This project is a FastAPI application that provides OCR (Optical Character Recognition) capabilities for both images and PDFs. It uses Tesseract OCR to extract text and can handle tables in images and PDFs.
This application features a user interface that allows you to upload images or PDF files and receive the extracted text in JSON format.
This file contains the FastAPI application and defines the routes for handling image and PDF uploads.
-
/ocr-image/
- Method: POST
- Description: Accepts an image file and returns the extracted text and tables.
- Request Body: Image file (form-data).
- Response: JSON containing the extracted text and tables.
-
/ocr-pdf/
- Method: POST
- Description: Accepts a PDF file and returns the extracted text and tables.
- Request Body: PDF file (form-data).
- Response: JSON containing the extracted text and tables.
This module provides functions for OCR and table extraction from images.
-
ocr_image(image_data: bytes) -> str
- Takes image data as input and returns the extracted text as a string.
-
extract_table_from_img(image_data: bytes) -> list
- Takes image data as input and returns a list of extracted table data.
This module provides functions for OCR and table extraction from PDF files.
-
ocr_pdf(pdf_data: bytes) -> str
- Takes PDF data as input and returns the extracted text as a string.
-
extract_table_from_pdf(pdf_data: bytes) -> list
- Takes PDF data as input and returns a list of extracted table data.
- OCR for Images: Extract text from standard images and images containing tables.
- OCR for PDFs: Extract text and tables from PDF files.

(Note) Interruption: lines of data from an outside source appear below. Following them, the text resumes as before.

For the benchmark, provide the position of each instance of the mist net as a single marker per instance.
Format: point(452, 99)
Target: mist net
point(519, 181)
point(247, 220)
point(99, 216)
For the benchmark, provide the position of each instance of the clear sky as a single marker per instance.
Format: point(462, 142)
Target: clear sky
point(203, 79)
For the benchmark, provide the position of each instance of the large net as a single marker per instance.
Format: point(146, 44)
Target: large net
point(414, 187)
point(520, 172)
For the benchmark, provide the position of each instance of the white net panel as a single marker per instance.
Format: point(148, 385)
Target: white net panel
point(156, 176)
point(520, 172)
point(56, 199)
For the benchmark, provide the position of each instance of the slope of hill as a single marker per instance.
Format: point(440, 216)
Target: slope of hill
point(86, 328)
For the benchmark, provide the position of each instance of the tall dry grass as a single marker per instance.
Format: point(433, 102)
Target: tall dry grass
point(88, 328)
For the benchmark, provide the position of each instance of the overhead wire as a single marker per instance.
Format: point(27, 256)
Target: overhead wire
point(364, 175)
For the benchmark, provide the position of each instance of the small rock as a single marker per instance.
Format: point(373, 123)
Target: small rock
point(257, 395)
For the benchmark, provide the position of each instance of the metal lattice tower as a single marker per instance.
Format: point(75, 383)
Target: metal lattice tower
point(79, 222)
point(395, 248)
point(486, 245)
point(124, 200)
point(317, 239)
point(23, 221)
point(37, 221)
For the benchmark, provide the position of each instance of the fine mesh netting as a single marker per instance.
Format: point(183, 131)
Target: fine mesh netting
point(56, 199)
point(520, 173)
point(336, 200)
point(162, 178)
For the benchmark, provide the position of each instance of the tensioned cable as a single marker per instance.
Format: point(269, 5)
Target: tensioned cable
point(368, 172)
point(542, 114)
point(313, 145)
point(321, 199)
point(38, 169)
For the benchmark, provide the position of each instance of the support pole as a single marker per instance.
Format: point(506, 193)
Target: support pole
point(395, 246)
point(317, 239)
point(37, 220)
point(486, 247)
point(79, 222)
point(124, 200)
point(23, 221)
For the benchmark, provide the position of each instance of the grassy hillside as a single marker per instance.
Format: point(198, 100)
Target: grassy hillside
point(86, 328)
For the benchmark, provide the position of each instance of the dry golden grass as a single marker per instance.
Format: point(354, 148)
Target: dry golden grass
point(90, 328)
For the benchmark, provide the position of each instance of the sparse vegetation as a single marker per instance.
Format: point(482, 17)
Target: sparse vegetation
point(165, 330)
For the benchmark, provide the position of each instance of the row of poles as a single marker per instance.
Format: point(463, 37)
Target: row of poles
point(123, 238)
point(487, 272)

- UI Design: Separate files for handling image and PDF processing.
OCR/
├── main.py
├── image_processing.py
├── pdf_processing.py
└── index.html
└── asset/
├── img.png
├── lorem.pdf
├── table_img.jpg
├── table_pdf.pdf
└── static/
└── style.css
└── README. md
Follow these steps to set up the FastAPI OCR application:
Ensure you have the following installed on your system:
- Python 3.7 or higher
- Tesseract OCR (Make sure to note the installation path)
-
Clone the Repository: Open your terminal and run the following command to clone the repository
git clone https://github.com/dagimgetaw/OCR.git cd OCR
-
Set Up a Virtual Environment (Optional but Recommended): Create a virtual environment to manage dependencies
python -m venv venv
Activate the virtual environment:
- For Windows:
venv\Scripts\activate
- For macOS/Linux:
source venv/bin/activate
-
Install Requirements: Install the necessary dependencies using pip
pip install -r requirements.txt
-
Tesseract Installation: Make sure Tesseract OCR is installed on your system. You can download it from: Tesseract OCR
After installation, set the tesseract_cmd
path in your code:
python
pytesseract.pytesseract.tesseract_cmd = r'C:\Program Files\Tesseract-OCR\tesseract.exe'
pytesseract.pytesseract.tesseract_cmd = '/usr/local/bin/tesseract'
pytesseract.pytesseract.tesseract_cmd = '/usr/bin/tesseract'
-
Run the Application: Start the FastAPI application using the following command Inside the directory:
uvicorn main:app --host 0.0.0.0 --port 8000
-
Access the Application: Access the application at http://localhost:8000.
Make sure you have the following installed:
- Docker
- Tesseract OCR (included in the Dockerfile)
- FastAPI
- OpenCV
- pdfplumber
- pdf2image
This project is licensed under the MIT License. See the LICENSE file for details.